A critical phase in the formation of a commercial entity is the acquisition of a license to operate in a regulated industry. This is especially true of prospective companies that will be conducting commercial activities within the Kingdom of Bahrain’s borders and territorial waters. The pursuit of a business license should occur during the commercial registration of a company, as is by the kingdom’s Ministry of Industry, Commerce and Tourism. When specifying the type of activities to be undertaken by a company during commercial registration, and if a license is required for a certain sector, an application for the license would have to be sought from the relevant ministry’s representative at the Bahrain Investors Center (BIC) in the city of Manama, as an example: a venture into the healthcare industry must be approved by the kingdom’s Ministry of Health.
Depending on the nature of the application, the founder of a prospective commercial entity is advised to provide evidence of qualifications relevant to their field of operations. General contractors of most trades seeking to incorporate within the kingdom are only expected to have completed secondary education, while service providers supplying personal care and aesthetics should be accompanied by a certification of training in the relevant skill, and consultancy firms are mandated to be headed by a holder of a Master’s degree in the relevant field, or adequate work experience (amounting to five years) in lieu of formal qualifications.
The Kingdom of Bahrain’s Ministry of Industry, Commerce and Tourism permits completely foreign-owned companies to operate in most fields, but imposes restrictions on certain industries in the interest of social and economic welfare. Any commercial entities operating within the kingdom are prohibited from engaging in activities that involve gambling, or the manufacture of narcotics, alcohol, cigarettes (in addition to the import of cigarette vending machines), and weapons. As is characteristic of most high-income nations, the manufacture, import, storage, and disposal of radioactive or toxic substances such as asbestos are prohibited; by extension, any import or use of industrial chemicals is restricted by the ministry. Certain market sectors are additionally restricted to entry by foreign or locally owned companies, such as postal services, which are restricted in favour of the local infrastructure, such as that provided by the Bahrain Post.

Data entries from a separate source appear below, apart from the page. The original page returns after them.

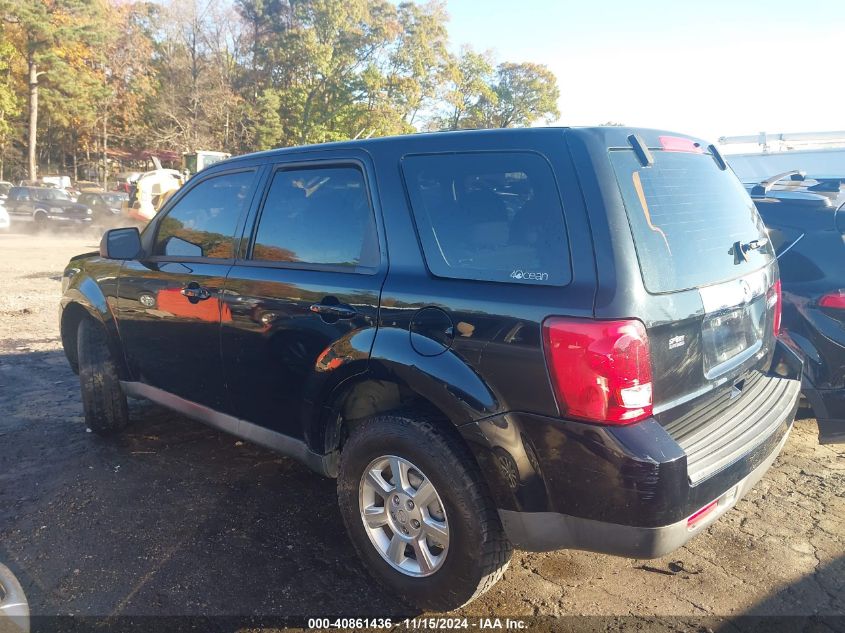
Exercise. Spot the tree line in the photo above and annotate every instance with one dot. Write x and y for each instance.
(81, 77)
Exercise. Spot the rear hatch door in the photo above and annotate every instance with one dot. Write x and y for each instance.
(708, 272)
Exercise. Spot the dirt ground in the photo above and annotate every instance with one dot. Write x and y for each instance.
(176, 518)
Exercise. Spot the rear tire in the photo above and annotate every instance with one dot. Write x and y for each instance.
(477, 551)
(103, 400)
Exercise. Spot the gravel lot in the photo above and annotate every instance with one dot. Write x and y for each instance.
(176, 518)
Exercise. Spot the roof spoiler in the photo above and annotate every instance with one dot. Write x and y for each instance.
(763, 188)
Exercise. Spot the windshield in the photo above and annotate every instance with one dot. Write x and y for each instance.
(50, 194)
(693, 224)
(115, 198)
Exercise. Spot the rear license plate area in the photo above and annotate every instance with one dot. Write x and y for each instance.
(727, 334)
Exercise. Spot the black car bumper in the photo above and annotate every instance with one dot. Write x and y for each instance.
(829, 409)
(629, 490)
(545, 531)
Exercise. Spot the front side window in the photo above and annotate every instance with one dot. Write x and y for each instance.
(318, 216)
(203, 222)
(489, 217)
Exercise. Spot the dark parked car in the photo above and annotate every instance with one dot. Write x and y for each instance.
(541, 338)
(807, 229)
(43, 206)
(106, 206)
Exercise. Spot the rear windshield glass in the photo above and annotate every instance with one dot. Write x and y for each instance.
(686, 216)
(489, 217)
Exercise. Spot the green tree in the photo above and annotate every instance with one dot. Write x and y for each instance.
(8, 99)
(420, 59)
(46, 33)
(524, 94)
(469, 80)
(268, 128)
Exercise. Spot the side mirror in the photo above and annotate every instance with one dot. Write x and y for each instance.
(121, 243)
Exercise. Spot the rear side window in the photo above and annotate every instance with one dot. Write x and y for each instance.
(687, 216)
(318, 216)
(489, 217)
(203, 222)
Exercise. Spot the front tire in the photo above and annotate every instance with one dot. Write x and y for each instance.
(441, 552)
(103, 400)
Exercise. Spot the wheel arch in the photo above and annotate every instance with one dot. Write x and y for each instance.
(77, 306)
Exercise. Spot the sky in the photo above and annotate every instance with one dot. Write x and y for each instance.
(709, 68)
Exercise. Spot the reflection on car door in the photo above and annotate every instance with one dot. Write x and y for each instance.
(169, 307)
(312, 276)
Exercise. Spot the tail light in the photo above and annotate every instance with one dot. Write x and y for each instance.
(600, 370)
(774, 298)
(834, 300)
(702, 514)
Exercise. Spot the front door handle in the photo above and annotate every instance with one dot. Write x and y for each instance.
(338, 311)
(196, 292)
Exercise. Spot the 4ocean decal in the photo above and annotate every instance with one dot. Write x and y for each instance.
(531, 276)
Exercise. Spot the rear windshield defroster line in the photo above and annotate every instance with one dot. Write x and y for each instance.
(686, 215)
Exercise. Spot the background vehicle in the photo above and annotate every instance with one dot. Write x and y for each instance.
(151, 190)
(106, 206)
(41, 207)
(14, 609)
(194, 162)
(806, 223)
(574, 344)
(88, 186)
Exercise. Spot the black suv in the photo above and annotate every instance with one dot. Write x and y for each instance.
(805, 218)
(43, 207)
(541, 338)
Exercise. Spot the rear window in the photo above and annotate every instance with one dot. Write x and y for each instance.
(489, 217)
(686, 216)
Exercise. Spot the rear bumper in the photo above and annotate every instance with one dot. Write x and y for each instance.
(69, 219)
(546, 531)
(829, 408)
(629, 490)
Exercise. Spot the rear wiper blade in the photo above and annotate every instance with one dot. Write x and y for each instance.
(740, 250)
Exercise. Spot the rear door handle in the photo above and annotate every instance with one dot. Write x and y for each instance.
(338, 311)
(194, 291)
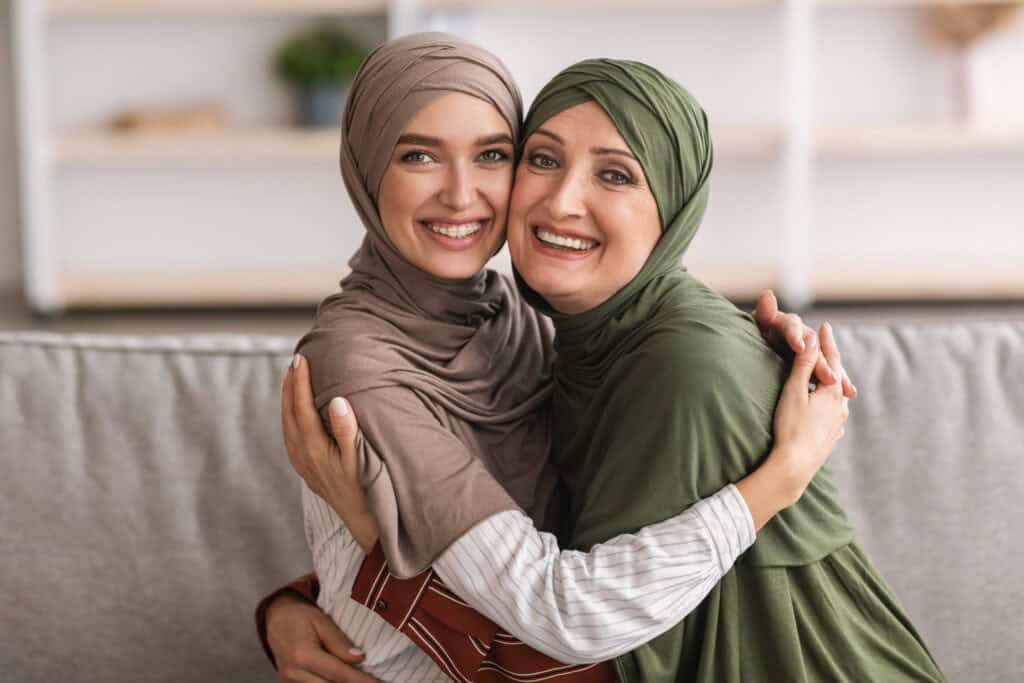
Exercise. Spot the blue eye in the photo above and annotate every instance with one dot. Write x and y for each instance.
(616, 177)
(542, 161)
(417, 157)
(494, 156)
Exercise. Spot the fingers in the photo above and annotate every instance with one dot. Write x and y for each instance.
(849, 390)
(336, 642)
(343, 425)
(328, 667)
(306, 416)
(803, 368)
(823, 373)
(767, 309)
(288, 424)
(794, 331)
(300, 676)
(829, 349)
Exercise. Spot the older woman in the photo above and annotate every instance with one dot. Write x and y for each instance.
(448, 372)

Some other protections exist for the benefit of lower income groups in the kingdom, commercial fishing for example, continues to sustain the many villages located on its coasts, and can only be undertaken by Bahraini-owned companies. Additionally, bookkeeping and accounting practices can only be licensed to operate when owned by a citizen of the kingdom, auditing firms are excluded from this regulation and can be owned by non-Bahrainis. Protections also exist to preserve the interests of local and regional entities involved in the refining and supply of petroleum in its various forms. Only citizens of the kingdom, and the GCC, can partake in the supply of land transportation (goods, passengers, tourists, driving instruction, or rental) and domestic sea cruises, in addition to the supply of gasoline (filling stations, engine lubricants, and racing fuel) or liquid petroleum gas (cooker gas cylinder filling, distribution, and refurbishment).
Commercial entities that serve as agencies or intermediaries between the various government ministries and other companies are also mandated by Bahrain’s Ministry of Industry, Commerce and Tourism to be owned by citizens of the kingdom or of the GCC. This restriction additionally applies to entities providing travel services for religious pilgrimages and the supply of foreign labour. Local Bahraini entities in various sectors centered around media enjoy the same previously described protections that restrict entry for foreign companies. These sectors include the printing and distribution of newspapers, periodicals, and magazines, in addition to the production, distribution, and projection of films in theatre halls. Property management is regulated to the extent that entities supply rental and property management have to be Bahraini owned, excluding personal or consultancy ownership, sale, and management of property.
Additional restrictions worth noting are those that apply to the healthcare industry, specialist medical clinics and centers are restricted to ownership by medically qualified citizens of Bahrain or the GCC, but the ownership and administration of hospitals is not regulated to the same extent. Pharmaceutical entities are only mandated to be majority owned by qualified pharmacists who are citizens of Bahrain. The majority ownership mandate of the kingdom’s Ministry of Industry, Commerce and Tourism also applies to all entities involved in travel, tourism, trade, and retail operations.
Despite the aforementioned restrictions applied to the licensing of some commercial activities, the Kingdom of Bahrain provides mechanisms for all degrees of investment for foreign entities, from minority partnership all the way to complete foreign acquisition of commercial enterprises operating in restricted industries such as accounting and healthcare. The ministry and the recently amended Commercial Companies Law of 2001 enable foreign companies to enter the local market and operate in the vast majority of other industries that are not as heavily regulated, such as architecture, engineering, communications, and manufacturing.